Fashionable, designer frames are priced from just £98. And Ace & Tate also offers free eye tests.

And while the physical shops unsurprisingly account for the majority of sales, as people increasingly shop online Ace & Tate is looking at how its digital proposition can “mirror the human version of retail”.

This year, it is preparing to launch a new virtual try-on service and is also trialling a virtual online eye test with fellow Dutch startup Easee and the Utrecht medical school, which will allow customers to test their eyesight using just a smartphone and computer.

“We’re looking at how to ensure the experiences you have in-store and the experiences you have online do feel truly omnichannel,” Ace & Tate’s head of brand marketing, Kristofer Crockett, says.

“We’re expecting big consumer scepticism around [virtual eye tests] to start [with]. That will only be set aside when people see it works. There is demand for it but it allows for us to service and provide that same level of service to someone who is interested in buying glasses from us in a small town nowhere near a shop, to someone who is happy to come to the store.”

Having said that, Crockett says the human aspect is a “really important” part of the business.
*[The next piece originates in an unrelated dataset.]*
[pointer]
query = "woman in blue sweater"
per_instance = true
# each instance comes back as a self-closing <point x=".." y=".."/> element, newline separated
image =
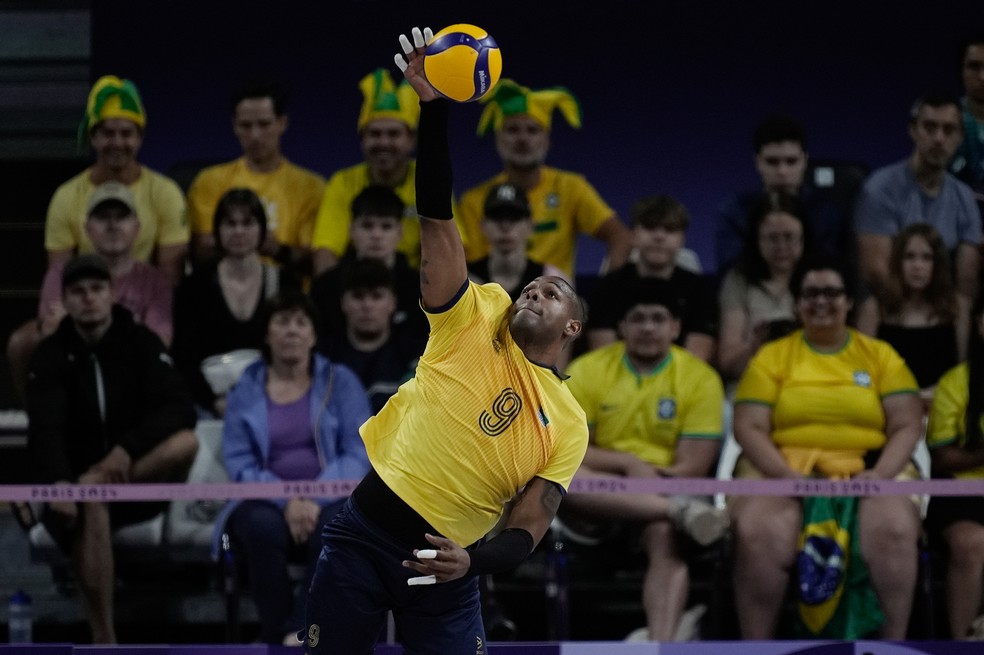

“We are still a long way from the majority of people believing a £98 pair of glasses can be a really nice quality, so getting people to actually touch and see [the product is important],” he says. “Sometimes you can’t replace the physical experience.”

Shifting its marketing strategy

Ace & Tate’s ‘me myself & i’ campaign, created in collaboration between WE ARE Pi and its own in-house teams, focuses on the unique identities of six different people. It wants to “break down the barriers” that surround optical purchases and encourage people to “not be defined by a single frame over a long period of time”.

Up until now, the majority of Ace & Tate’s marketing investment has gone into digital performance media, with a big push around geo-targeting within the area of its stores and behavioural targeting on Facebook.

However, as the business looks to scale up, create a bigger impact and “humanise the brand”, it is starting to include print and out-of-home advertising in the media mix.

Crockett admits traditional forms of media have taken the longest to adapt to; when he joined the business at the beginning of 2017, Ace & Tate had never even bought a print or outdoor ad.

“We didn’t have the skills in-house to deliver an outdoor campaign so it was all focused around online and digital,” Crockett says.

“But this has made it a better transition for us; to be able to say OK now we need to think about the big picture, how we’re going to put this in a large board that’s going to be off Soho square and not only thinking about the micro-targeting.

“This campaign has been a shift for us, we’re hoping it will help to humanise the brand.”

Crockett says while Ace & Tate doesn’t necessarily see the distinction between an online sale and an offline sale, it recognises that offline is the best channel for acquisition, while online works well when it comes to retention.

READ MORE: Marketers undervalue the impact of traditional media channels

While Ace & Tate’s “physical focus” will continue to be on the 25 countries where it already operates, as a brand that “always grows online first”, it is planning to launch its website in the US in the next couple of months.

“We want to be at the forefront of innovation when it comes to eyewear and keep on shaking up the business model,” Whittaker says. “So we’re going to have to continue to put a lot of investment and time into how things are made and how they get to consumers in different parts of the world as we are expanding globally.

Crockett adds: “That doesn’t mean where we are with our retail experience now is going to be good enough next year and the year after so we’re already working on what can be our new retail experience. We’ve seen new things that need to be changed and fixed now so we’re working on those – whether it’s making the brand feel more personal or encouraging other eyewear brands to become more sustainable is all part of the plan.”